A: FDAはGRAS(Generally Recognized As Safe)として認めており、適量摂取であれば安全性に大きな問題はないとされています。ただし、過剰摂取すると腸内不快感を起こす可能性があるため、少量から試すのがおすすめです。
Q3. 糖尿病の人でも安心して使えますか?
A: 比較的安全とされていますが、医師や管理栄養士の指導のもとで使用することが望ましいです。血糖コントロールには個人差があります。
Q4. 市販の食品でアルロースが使われているものは?
A: ダイエット飲料、低糖質スイーツ、糖尿病向け食品などが代表例です。成分表記に「D-Allulose」や「アルロース」と記載されている場合があります。
Q5. “糖分ゼロ”と表示されていても実は甘い…これは大丈夫?
A: 今回の変更によって、アルロースは糖分としてカウントされません。つまり、糖質ゼロと表示しながら甘さを保つ食品が増える可能性があります。ただ
今後の見通し
- FDAによるアルロース除外の方針は、健康志向の食品市場に大きく影響を与えるとみられます。
- 低糖質・低カロリー製品の拡充が進むことで、消費者は**「甘みを楽しみながら糖質コントロール」**しやすくなるでしょう。
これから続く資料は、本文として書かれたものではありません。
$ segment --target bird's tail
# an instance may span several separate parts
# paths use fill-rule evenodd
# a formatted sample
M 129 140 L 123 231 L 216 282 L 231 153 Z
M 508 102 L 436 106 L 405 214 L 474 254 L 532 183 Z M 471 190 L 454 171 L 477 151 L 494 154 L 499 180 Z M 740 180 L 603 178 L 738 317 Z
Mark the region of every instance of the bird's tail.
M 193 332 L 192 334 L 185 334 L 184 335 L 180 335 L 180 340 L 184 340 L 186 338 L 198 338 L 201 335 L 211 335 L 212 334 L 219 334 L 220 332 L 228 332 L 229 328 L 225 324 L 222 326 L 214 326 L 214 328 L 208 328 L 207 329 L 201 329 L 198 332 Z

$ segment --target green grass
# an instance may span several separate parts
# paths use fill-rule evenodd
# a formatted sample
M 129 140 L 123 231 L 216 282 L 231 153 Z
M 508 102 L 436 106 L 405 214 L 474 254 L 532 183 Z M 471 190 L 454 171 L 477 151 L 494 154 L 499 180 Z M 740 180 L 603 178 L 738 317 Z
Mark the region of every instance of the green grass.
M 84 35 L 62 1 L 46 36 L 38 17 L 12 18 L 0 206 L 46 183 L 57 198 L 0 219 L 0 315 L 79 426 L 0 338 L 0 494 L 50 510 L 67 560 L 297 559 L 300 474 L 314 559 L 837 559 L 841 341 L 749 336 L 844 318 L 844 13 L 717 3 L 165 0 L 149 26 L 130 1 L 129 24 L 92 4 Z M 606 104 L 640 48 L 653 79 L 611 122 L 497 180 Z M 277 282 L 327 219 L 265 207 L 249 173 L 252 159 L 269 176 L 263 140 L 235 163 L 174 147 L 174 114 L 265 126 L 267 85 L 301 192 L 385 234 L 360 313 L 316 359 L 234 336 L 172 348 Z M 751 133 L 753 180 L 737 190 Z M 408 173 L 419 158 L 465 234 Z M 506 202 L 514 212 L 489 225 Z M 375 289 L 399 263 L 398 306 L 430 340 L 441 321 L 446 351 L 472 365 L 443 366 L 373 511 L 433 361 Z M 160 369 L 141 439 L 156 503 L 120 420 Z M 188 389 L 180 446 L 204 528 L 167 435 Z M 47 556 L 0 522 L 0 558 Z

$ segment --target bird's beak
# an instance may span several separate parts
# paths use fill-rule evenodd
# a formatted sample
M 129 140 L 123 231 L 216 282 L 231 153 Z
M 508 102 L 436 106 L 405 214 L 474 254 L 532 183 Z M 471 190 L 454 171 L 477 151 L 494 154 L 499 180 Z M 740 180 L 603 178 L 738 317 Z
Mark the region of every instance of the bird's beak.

- 一方で、成分表記の確認や適量摂取など、消費者側のリテラシーも求められます。今後、FDAから続報が出る可能性もあるため、引き続き動向に注目です。
免責事項
本記事はFDAのリリースをもとに情報を整理したもので、医療アドバイスではありません。個別の健康状態や食事療法については、必ず医師・管理栄養士などの専門家にご相談ください。